Archive for January, 2010|Monthly archive page

Is The Cheesecake Factory The Worst Trend of the Decade? – Not According to Customers, Stock Price

I recently read a piece on the 10 worst dining trends of the last decade where David Chang, famed chef of the Momofuku Noodle Bar in NYC, declared The Cheesecake Factory the worst.  Well David, this graph of the CAKE ticker symbol performance over the past year begs to differ (nearly 3x increase over last 12 months)

I’ve gushed about my love of The Cheesecake Factory before (Sorry Chef Chang) and I have a new found appreciation for how they operate.  In spite of the terrible economic environment for casual dining restaurants, The Cheesecake Factory continues to outperform the likes of Applebee’s and Chili’s yet The Cheesecake Factory is in the higher end of the casual dining spectrum.  The average menu price is also more than Applebee’s or Chili’s.  How does the team at Cheesecake Factory do it?  Here are the three methods they use to deliver value and drive business results at the same time.  They will work for your business too:

1. Pay attention to competitors and out innovate them.  In March, several restaurants offered cheap eats to increase foot traffic and sales.  The Cheesecake Factory was one of the few that succeeded in driving sales.  Instead of discounting existing entrees with a 2 for $20 style promotion, they launched a new menu called “snacks and small plates” that was designed to be combined to create an entire meal.  This tapas-like menu had been in the works for prior to the economic downturn according to company CMO Mark Mears.

2.  Offer customer choice without damaging the brand.  The Cheesecake Factory approach to providing consumer value enhanced the existing brand.  They created a new set of items that appealed to budget conscious consumers without cannibalizing sales from existing entrees.  The Cheesecake Factory experienced an increase in the average check size after introducing snacks and small plates as consumers spent more on drinks and of course cheesecake to accompany their “value meals.”  This is one of the reasons that Cheesecake Factory enjoys an impressive $10 million in revenue per location.

3.  Leverage social media to offer value while building loyalty.  The Cheesecake Factory is promoting Twitter and Facebook to build connections with its fans.  This helps to reduce customer acquisition costs by using loyal Cheesecake Factory fans to promote Cheesecake Factory messages.  During Cheesecake Factory’s “12 Days of Cheesecake”, they were able to increase the follower base from 2500 to 5000 in the space of a few weeks through a retweet contest.   While Cheesecake Factory’s Twitter efforts are just beginning, they have invested in Facebook over 250K Facebook fans.

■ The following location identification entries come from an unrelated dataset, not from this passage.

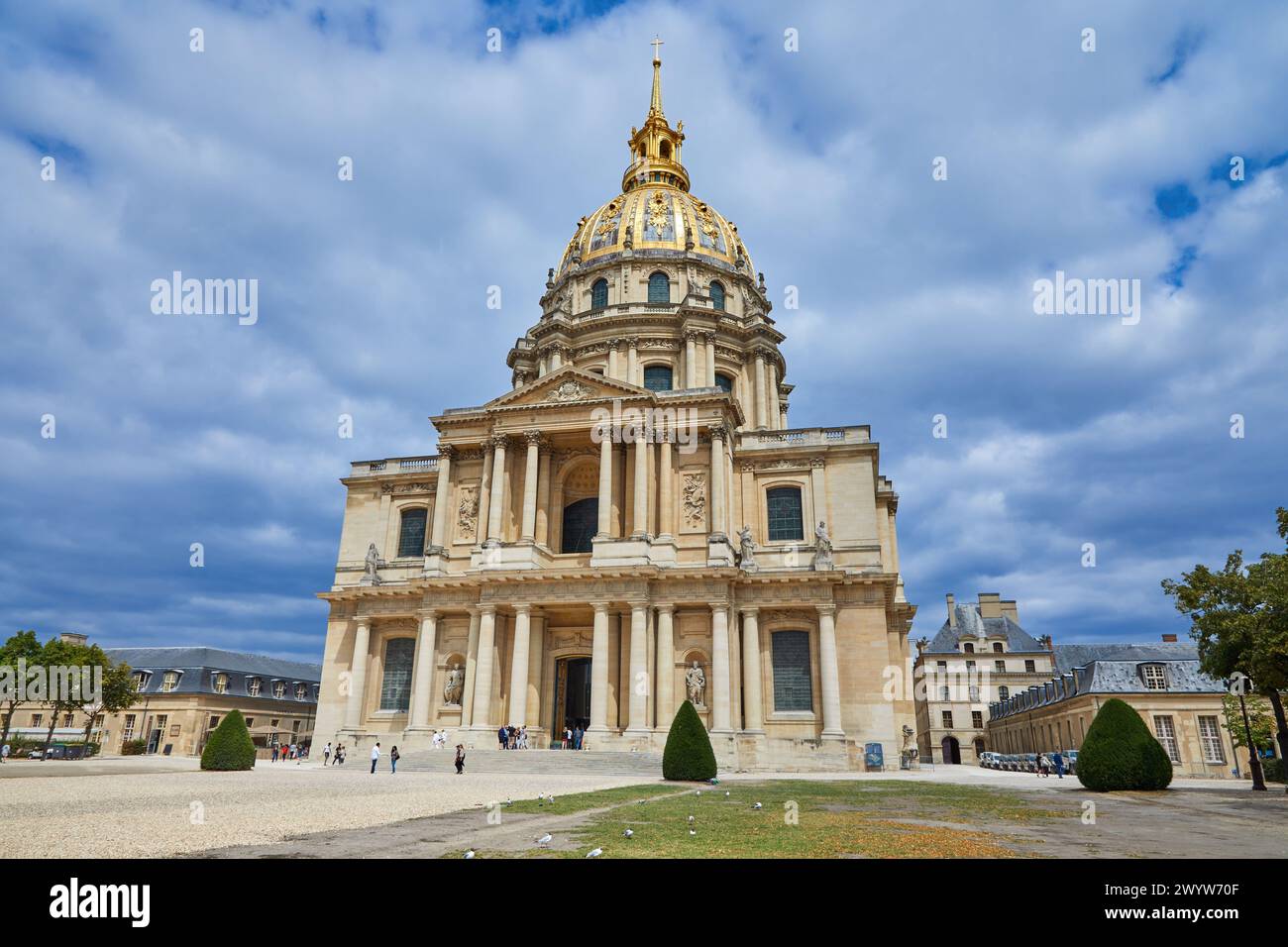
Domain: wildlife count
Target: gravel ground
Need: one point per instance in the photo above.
(161, 814)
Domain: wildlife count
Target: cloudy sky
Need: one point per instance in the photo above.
(471, 169)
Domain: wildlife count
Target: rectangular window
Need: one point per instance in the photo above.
(1210, 732)
(794, 682)
(1166, 735)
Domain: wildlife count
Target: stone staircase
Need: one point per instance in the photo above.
(536, 762)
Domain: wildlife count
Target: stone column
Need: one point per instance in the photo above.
(482, 716)
(423, 678)
(605, 483)
(751, 681)
(599, 671)
(640, 517)
(357, 676)
(665, 686)
(528, 532)
(720, 669)
(664, 487)
(760, 421)
(544, 496)
(639, 684)
(497, 500)
(472, 659)
(717, 482)
(829, 673)
(519, 651)
(441, 501)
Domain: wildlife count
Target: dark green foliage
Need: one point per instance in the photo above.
(688, 753)
(230, 746)
(1120, 753)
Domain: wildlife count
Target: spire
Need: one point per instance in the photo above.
(655, 106)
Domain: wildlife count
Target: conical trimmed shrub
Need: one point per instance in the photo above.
(688, 753)
(230, 746)
(1120, 753)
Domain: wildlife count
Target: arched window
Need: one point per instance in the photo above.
(395, 685)
(794, 685)
(785, 514)
(580, 523)
(658, 289)
(411, 538)
(716, 295)
(657, 377)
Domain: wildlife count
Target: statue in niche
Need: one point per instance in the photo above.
(370, 571)
(822, 548)
(746, 549)
(455, 686)
(696, 682)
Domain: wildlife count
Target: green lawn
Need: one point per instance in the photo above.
(797, 819)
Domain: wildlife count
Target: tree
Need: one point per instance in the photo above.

To get 2010 off to a great start, take a page out of The Cheesecake Factory recipe book for success.

  • See what what your competitors are doing and do it better
  • Make sure what you do to match your competitors efforts to meet customer demand fits your brand and delivers bottom-line results
  • Experiment with social media to lower your customer acquisition costs and build customer loyalty by giving your customers something in return for delivering your message

Happy New Year.  Have a piece of cheesecake!!!